Sohrab iba vestido con una camiseta sencilla de color blanco y unos pantalones vaqueros nuevos que le había comprado en Islamabad antes de nuestra partida... La camiseta le quedaba un poco grande y colgaba de sus hombros huesudos y hundidos. Su cara seguía pálida, excepto por los oscuros círculos que aparecían bajos sus ojos. Nos observaba con la misma mirada impasible con que contemplaba los platos de arroz hervido que le servían regularmente en el hospital.

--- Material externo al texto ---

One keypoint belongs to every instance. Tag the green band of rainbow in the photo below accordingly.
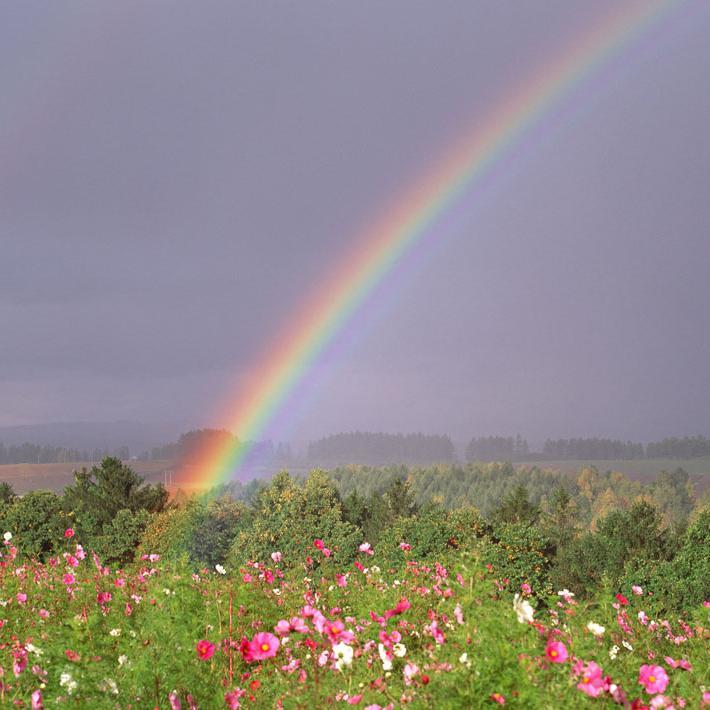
(376, 253)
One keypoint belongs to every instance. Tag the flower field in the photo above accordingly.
(313, 633)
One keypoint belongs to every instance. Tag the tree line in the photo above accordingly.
(501, 448)
(369, 447)
(545, 530)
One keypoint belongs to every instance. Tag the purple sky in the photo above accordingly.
(174, 177)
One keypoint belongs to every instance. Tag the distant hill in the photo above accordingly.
(138, 436)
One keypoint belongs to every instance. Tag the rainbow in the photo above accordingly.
(298, 350)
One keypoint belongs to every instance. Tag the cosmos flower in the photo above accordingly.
(523, 609)
(343, 655)
(205, 650)
(556, 652)
(653, 678)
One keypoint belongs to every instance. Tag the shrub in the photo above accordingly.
(521, 553)
(37, 522)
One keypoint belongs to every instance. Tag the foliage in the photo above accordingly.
(215, 526)
(7, 493)
(445, 634)
(37, 522)
(100, 493)
(287, 516)
(521, 553)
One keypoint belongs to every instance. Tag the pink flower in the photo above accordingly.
(556, 652)
(683, 663)
(19, 655)
(409, 671)
(653, 678)
(400, 607)
(205, 649)
(232, 699)
(36, 699)
(592, 682)
(437, 633)
(264, 645)
(336, 632)
(295, 624)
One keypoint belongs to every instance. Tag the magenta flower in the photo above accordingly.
(263, 645)
(556, 652)
(653, 678)
(592, 682)
(36, 699)
(205, 649)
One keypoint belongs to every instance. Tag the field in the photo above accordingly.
(55, 476)
(25, 477)
(643, 470)
(449, 633)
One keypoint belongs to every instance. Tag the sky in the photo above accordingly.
(176, 177)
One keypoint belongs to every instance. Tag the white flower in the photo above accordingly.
(399, 650)
(597, 629)
(109, 686)
(386, 661)
(343, 655)
(66, 681)
(523, 609)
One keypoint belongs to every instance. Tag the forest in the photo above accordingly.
(385, 586)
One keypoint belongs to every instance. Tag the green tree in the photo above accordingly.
(37, 523)
(517, 508)
(98, 494)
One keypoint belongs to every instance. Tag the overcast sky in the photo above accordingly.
(176, 176)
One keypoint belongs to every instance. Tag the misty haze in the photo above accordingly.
(398, 310)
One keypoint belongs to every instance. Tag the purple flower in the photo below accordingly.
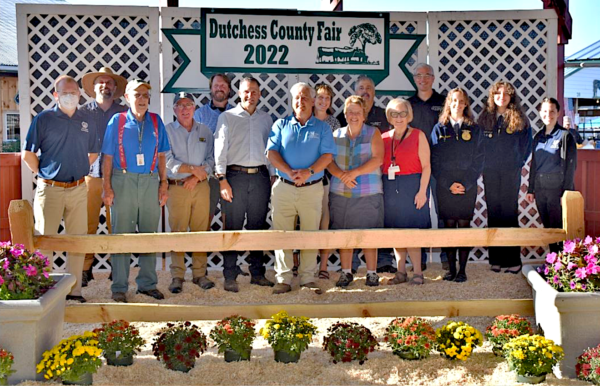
(551, 258)
(569, 246)
(30, 270)
(581, 273)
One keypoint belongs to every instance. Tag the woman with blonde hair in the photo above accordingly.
(406, 172)
(456, 162)
(507, 145)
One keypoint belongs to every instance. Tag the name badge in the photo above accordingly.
(392, 172)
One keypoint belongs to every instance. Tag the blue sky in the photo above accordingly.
(584, 12)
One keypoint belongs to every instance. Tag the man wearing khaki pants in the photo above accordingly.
(189, 163)
(106, 88)
(68, 144)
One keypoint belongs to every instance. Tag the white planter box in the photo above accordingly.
(30, 327)
(571, 320)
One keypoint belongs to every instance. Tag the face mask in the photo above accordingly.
(68, 101)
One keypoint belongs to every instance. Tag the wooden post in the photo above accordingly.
(20, 217)
(573, 219)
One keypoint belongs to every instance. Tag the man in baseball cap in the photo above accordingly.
(106, 88)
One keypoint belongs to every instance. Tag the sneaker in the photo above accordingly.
(203, 282)
(281, 288)
(261, 281)
(344, 280)
(119, 297)
(176, 285)
(154, 293)
(372, 280)
(231, 286)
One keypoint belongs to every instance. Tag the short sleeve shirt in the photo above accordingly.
(64, 143)
(301, 146)
(131, 143)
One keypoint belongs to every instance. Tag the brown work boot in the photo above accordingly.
(281, 288)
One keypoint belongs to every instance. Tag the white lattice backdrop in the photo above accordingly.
(478, 49)
(77, 40)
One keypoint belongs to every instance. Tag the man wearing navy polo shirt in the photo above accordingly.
(300, 147)
(135, 183)
(68, 145)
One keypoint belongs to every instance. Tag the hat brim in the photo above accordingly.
(87, 82)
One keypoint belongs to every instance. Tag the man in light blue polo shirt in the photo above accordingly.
(134, 173)
(300, 147)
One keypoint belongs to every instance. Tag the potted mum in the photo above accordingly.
(178, 345)
(588, 365)
(6, 362)
(32, 307)
(234, 336)
(456, 340)
(120, 341)
(531, 357)
(566, 299)
(288, 335)
(410, 338)
(346, 342)
(73, 360)
(504, 328)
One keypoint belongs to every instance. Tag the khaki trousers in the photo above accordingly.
(288, 202)
(189, 210)
(52, 204)
(94, 190)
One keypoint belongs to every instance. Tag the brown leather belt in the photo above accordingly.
(65, 185)
(300, 186)
(244, 169)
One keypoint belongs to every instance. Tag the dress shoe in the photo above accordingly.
(76, 298)
(119, 297)
(154, 293)
(176, 285)
(231, 286)
(261, 281)
(313, 286)
(281, 288)
(203, 282)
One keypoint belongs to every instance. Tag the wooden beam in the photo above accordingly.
(273, 240)
(143, 312)
(573, 215)
(20, 217)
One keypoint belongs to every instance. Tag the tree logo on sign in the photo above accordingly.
(365, 33)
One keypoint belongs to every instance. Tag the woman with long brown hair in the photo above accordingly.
(507, 145)
(456, 162)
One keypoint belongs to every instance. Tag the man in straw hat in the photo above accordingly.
(134, 175)
(106, 88)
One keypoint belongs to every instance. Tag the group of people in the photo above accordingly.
(368, 168)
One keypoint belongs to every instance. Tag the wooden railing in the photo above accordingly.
(21, 222)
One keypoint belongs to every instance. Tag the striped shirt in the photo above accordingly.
(352, 153)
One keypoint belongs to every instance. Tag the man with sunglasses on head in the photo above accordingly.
(135, 184)
(189, 163)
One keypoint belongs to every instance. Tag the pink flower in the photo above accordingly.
(581, 273)
(569, 246)
(30, 270)
(551, 258)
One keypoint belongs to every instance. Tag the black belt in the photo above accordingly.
(300, 186)
(250, 170)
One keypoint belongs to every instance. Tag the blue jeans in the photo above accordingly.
(135, 204)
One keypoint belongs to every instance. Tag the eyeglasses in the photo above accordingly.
(396, 114)
(423, 76)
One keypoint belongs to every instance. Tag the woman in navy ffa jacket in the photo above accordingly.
(553, 167)
(507, 145)
(457, 161)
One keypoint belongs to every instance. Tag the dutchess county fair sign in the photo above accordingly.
(292, 42)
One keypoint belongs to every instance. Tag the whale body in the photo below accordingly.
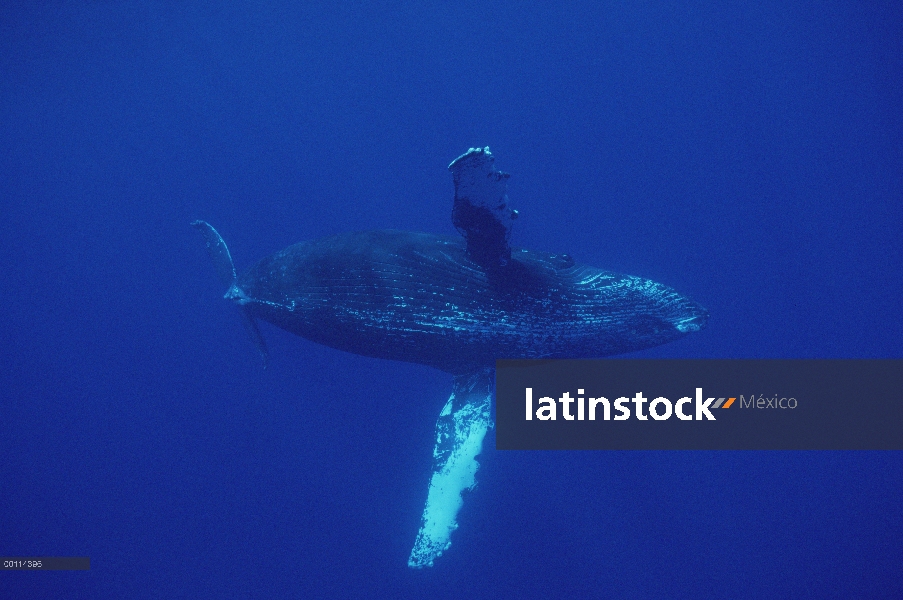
(457, 304)
(418, 297)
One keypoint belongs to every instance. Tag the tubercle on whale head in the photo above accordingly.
(237, 295)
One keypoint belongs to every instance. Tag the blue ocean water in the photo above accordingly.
(747, 154)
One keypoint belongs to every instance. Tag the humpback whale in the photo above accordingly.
(456, 304)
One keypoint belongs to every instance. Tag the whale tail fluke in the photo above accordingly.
(225, 269)
(460, 430)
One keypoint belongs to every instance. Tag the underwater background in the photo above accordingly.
(747, 154)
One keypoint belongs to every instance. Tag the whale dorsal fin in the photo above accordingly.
(481, 213)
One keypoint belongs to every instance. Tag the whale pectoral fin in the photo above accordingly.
(225, 269)
(254, 332)
(460, 430)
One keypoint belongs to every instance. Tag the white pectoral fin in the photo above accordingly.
(460, 430)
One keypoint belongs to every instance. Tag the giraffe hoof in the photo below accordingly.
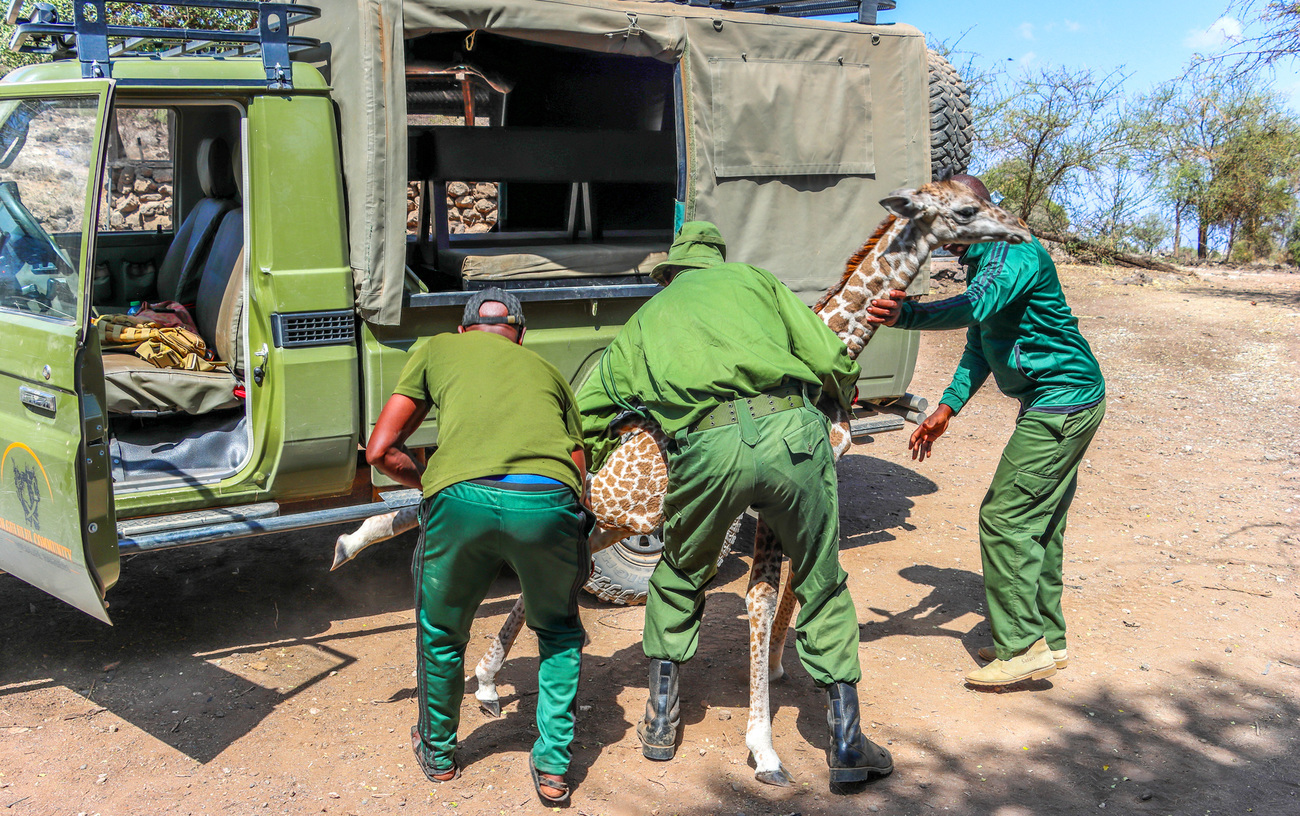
(779, 777)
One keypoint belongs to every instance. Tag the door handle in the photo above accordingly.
(38, 400)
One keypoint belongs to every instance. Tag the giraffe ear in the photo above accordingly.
(904, 204)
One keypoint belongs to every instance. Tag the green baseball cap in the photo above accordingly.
(698, 246)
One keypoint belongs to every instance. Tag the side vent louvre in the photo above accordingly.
(299, 329)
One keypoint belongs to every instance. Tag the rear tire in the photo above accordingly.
(620, 573)
(950, 131)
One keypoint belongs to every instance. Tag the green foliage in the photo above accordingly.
(133, 14)
(1292, 247)
(1227, 153)
(1008, 178)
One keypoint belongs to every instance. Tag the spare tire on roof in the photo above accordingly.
(950, 133)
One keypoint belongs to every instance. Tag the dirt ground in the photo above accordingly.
(248, 678)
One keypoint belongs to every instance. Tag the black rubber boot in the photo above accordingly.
(852, 756)
(658, 730)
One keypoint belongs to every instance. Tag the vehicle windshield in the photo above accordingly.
(46, 157)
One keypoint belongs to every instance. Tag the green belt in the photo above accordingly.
(785, 398)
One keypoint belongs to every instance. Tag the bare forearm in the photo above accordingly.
(401, 467)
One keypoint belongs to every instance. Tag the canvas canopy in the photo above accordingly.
(794, 127)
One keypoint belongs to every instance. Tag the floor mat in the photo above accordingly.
(186, 447)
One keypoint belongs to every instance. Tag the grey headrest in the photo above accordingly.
(216, 174)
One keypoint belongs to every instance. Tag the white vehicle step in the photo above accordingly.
(131, 528)
(862, 430)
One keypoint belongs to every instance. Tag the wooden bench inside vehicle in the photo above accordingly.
(594, 164)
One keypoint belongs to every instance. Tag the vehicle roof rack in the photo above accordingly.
(865, 9)
(95, 40)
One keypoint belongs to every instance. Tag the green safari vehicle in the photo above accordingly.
(321, 186)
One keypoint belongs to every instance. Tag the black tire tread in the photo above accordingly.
(950, 133)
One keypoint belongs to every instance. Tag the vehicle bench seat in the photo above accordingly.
(137, 387)
(519, 263)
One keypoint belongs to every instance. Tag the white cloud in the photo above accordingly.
(1222, 31)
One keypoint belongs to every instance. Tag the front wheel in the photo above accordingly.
(620, 573)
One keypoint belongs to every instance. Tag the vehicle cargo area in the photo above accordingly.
(534, 165)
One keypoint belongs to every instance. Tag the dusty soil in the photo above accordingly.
(248, 678)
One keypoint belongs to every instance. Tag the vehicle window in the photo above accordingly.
(46, 155)
(138, 172)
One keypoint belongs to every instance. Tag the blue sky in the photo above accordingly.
(1153, 39)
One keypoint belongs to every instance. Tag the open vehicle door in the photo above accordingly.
(56, 504)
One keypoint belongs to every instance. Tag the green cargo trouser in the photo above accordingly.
(780, 464)
(469, 530)
(1022, 526)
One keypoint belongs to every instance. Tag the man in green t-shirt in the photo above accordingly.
(1018, 328)
(731, 364)
(502, 487)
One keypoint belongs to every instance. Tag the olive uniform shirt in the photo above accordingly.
(1019, 329)
(502, 409)
(713, 335)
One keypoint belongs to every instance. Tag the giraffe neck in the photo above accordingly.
(891, 259)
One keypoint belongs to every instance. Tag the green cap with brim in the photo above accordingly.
(698, 246)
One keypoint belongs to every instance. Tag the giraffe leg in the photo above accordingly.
(372, 532)
(761, 604)
(494, 658)
(780, 629)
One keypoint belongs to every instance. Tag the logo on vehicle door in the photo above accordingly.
(30, 485)
(29, 494)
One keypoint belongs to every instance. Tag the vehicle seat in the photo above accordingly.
(137, 387)
(182, 267)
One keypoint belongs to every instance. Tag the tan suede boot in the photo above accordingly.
(1034, 663)
(988, 654)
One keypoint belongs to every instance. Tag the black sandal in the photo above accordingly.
(432, 773)
(537, 785)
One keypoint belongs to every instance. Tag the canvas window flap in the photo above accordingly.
(824, 125)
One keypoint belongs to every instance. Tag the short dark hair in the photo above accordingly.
(514, 309)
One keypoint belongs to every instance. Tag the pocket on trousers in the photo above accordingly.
(802, 441)
(1035, 484)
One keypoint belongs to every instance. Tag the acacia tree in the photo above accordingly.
(1049, 131)
(1278, 33)
(1221, 151)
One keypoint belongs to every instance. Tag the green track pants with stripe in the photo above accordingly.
(469, 532)
(783, 467)
(1022, 526)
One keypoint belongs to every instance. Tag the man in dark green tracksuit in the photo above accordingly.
(502, 487)
(729, 363)
(1021, 330)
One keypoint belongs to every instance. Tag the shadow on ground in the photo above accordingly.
(186, 620)
(1209, 743)
(1288, 299)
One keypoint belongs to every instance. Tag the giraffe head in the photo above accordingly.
(953, 213)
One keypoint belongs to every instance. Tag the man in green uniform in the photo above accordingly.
(502, 487)
(1018, 328)
(729, 363)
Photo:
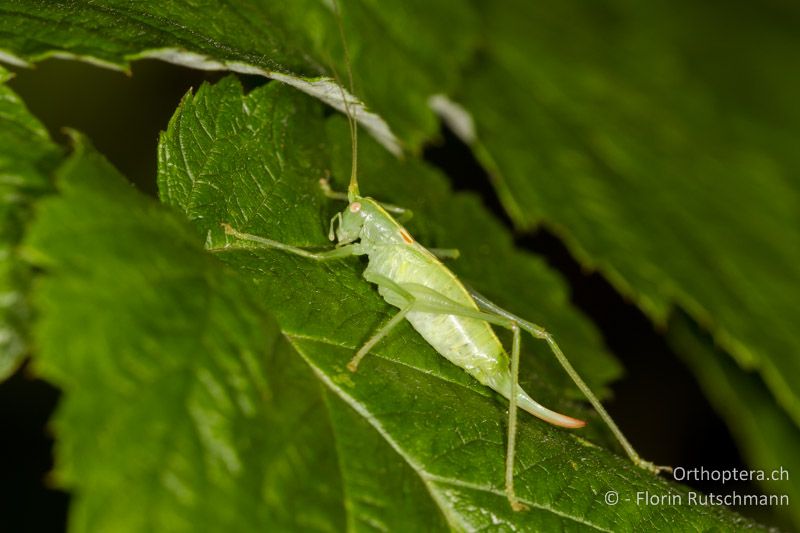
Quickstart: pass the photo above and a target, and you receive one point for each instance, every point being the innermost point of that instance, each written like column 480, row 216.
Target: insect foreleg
column 540, row 333
column 511, row 447
column 261, row 242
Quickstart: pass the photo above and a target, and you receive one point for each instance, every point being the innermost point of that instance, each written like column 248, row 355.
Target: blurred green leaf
column 255, row 161
column 767, row 436
column 27, row 156
column 183, row 407
column 390, row 45
column 605, row 127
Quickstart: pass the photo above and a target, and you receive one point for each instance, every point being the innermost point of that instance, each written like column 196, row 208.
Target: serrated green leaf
column 184, row 409
column 27, row 156
column 295, row 42
column 604, row 126
column 255, row 161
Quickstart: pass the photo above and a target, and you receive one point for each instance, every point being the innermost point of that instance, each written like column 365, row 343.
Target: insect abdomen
column 466, row 342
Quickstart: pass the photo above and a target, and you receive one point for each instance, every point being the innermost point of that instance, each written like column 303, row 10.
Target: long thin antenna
column 352, row 190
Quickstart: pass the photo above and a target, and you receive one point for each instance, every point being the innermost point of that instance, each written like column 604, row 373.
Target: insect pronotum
column 453, row 319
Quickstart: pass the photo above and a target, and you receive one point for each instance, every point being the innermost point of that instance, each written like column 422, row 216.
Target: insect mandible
column 454, row 320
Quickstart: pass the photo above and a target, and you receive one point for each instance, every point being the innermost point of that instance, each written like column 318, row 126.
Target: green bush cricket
column 453, row 319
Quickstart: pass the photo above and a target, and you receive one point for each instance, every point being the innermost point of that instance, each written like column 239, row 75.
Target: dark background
column 657, row 404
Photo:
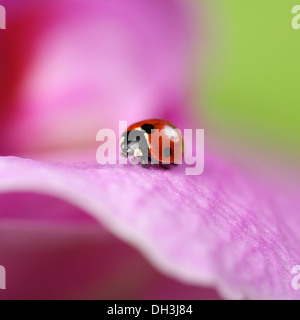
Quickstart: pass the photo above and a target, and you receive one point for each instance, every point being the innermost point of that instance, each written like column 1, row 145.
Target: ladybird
column 157, row 141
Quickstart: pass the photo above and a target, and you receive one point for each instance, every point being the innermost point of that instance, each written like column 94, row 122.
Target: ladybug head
column 134, row 143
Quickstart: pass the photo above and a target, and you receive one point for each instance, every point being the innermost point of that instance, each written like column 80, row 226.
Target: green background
column 250, row 85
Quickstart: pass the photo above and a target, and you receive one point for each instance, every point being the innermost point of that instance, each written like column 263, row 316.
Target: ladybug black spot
column 147, row 127
column 168, row 152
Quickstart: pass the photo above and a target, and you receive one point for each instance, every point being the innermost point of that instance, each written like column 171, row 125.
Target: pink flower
column 82, row 230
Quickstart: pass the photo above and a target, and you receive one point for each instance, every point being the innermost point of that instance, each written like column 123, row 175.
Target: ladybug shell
column 162, row 148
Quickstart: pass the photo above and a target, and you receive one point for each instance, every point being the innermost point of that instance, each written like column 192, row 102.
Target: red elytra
column 161, row 138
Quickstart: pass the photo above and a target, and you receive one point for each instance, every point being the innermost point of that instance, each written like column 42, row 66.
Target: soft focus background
column 70, row 68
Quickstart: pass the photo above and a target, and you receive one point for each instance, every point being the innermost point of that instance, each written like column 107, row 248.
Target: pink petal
column 218, row 229
column 81, row 67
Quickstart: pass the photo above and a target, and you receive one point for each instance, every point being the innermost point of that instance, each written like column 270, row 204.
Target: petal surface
column 219, row 229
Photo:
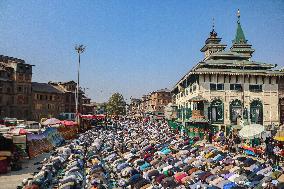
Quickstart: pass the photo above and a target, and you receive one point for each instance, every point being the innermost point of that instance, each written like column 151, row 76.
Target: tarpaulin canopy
column 19, row 131
column 251, row 131
column 68, row 123
column 51, row 121
column 98, row 116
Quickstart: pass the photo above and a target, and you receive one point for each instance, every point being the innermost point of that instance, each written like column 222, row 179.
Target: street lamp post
column 79, row 49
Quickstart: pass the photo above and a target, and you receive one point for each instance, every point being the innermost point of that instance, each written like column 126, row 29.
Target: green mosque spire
column 240, row 36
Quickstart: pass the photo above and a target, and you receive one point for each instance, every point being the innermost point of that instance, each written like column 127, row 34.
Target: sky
column 132, row 47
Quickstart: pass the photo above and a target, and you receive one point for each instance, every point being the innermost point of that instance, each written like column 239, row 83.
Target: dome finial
column 238, row 15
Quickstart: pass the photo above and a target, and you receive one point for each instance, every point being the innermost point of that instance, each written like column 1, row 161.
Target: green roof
column 240, row 36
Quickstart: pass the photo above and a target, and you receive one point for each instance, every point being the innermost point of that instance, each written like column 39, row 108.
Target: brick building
column 47, row 101
column 15, row 88
column 158, row 100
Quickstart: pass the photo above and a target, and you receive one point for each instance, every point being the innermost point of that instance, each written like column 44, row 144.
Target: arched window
column 256, row 112
column 217, row 111
column 235, row 110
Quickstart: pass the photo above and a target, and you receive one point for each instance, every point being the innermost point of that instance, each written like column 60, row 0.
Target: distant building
column 228, row 85
column 158, row 100
column 47, row 101
column 170, row 111
column 69, row 90
column 87, row 106
column 15, row 88
column 145, row 104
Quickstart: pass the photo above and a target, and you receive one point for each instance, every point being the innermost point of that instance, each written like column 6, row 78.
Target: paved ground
column 14, row 178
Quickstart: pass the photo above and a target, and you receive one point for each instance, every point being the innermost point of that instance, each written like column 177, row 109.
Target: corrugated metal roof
column 44, row 88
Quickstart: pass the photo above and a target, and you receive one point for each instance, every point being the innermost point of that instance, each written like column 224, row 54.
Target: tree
column 116, row 105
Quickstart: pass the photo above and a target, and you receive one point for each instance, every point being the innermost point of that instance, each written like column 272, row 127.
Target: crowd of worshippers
column 150, row 155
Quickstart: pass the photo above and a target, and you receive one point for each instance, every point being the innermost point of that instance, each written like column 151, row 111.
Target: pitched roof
column 44, row 88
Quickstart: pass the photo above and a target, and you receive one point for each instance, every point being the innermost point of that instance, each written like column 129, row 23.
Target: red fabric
column 68, row 123
column 180, row 176
column 3, row 166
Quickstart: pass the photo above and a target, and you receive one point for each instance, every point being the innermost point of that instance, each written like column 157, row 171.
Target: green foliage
column 116, row 105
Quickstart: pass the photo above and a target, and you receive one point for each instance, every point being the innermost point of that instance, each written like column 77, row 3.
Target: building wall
column 17, row 99
column 47, row 105
column 158, row 101
column 268, row 96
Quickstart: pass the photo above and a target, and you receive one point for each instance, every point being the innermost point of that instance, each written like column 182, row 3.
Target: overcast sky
column 133, row 46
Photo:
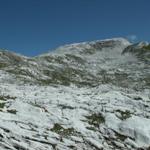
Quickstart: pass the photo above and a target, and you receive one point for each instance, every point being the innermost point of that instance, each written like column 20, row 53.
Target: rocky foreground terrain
column 84, row 96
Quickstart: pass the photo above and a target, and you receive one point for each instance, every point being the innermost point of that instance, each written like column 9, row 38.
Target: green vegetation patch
column 124, row 114
column 2, row 105
column 6, row 97
column 12, row 111
column 95, row 119
column 120, row 136
column 62, row 131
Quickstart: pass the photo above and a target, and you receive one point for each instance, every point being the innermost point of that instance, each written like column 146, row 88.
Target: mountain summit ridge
column 84, row 96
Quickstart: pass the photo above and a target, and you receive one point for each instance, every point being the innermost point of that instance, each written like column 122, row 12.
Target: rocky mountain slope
column 91, row 95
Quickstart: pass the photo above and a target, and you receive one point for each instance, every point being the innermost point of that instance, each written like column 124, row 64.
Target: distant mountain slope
column 84, row 96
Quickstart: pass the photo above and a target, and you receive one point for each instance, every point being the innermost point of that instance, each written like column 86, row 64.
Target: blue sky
column 31, row 27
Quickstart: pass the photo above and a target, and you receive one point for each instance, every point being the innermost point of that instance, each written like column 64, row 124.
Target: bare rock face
column 90, row 95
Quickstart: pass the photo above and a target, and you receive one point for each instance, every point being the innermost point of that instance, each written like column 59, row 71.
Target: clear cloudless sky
column 32, row 27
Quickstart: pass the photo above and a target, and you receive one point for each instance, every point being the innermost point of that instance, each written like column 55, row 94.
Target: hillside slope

Soraya le preguntó si le gustaba su habitación y me di cuenta de que intentaba evitar mirarle las muñecas y que sus ojos se desviaban sin querer hacia aquellas líneas serradas de color rosado. Sohrab bajó la cabeza, escondió las manos entre los muslos y no dijo nada. Se limitó a reposar la cabeza en la almohada y, menos de cinco minutos después, Soraya y yo lo veíamos dormir desde el umbral de la puerta.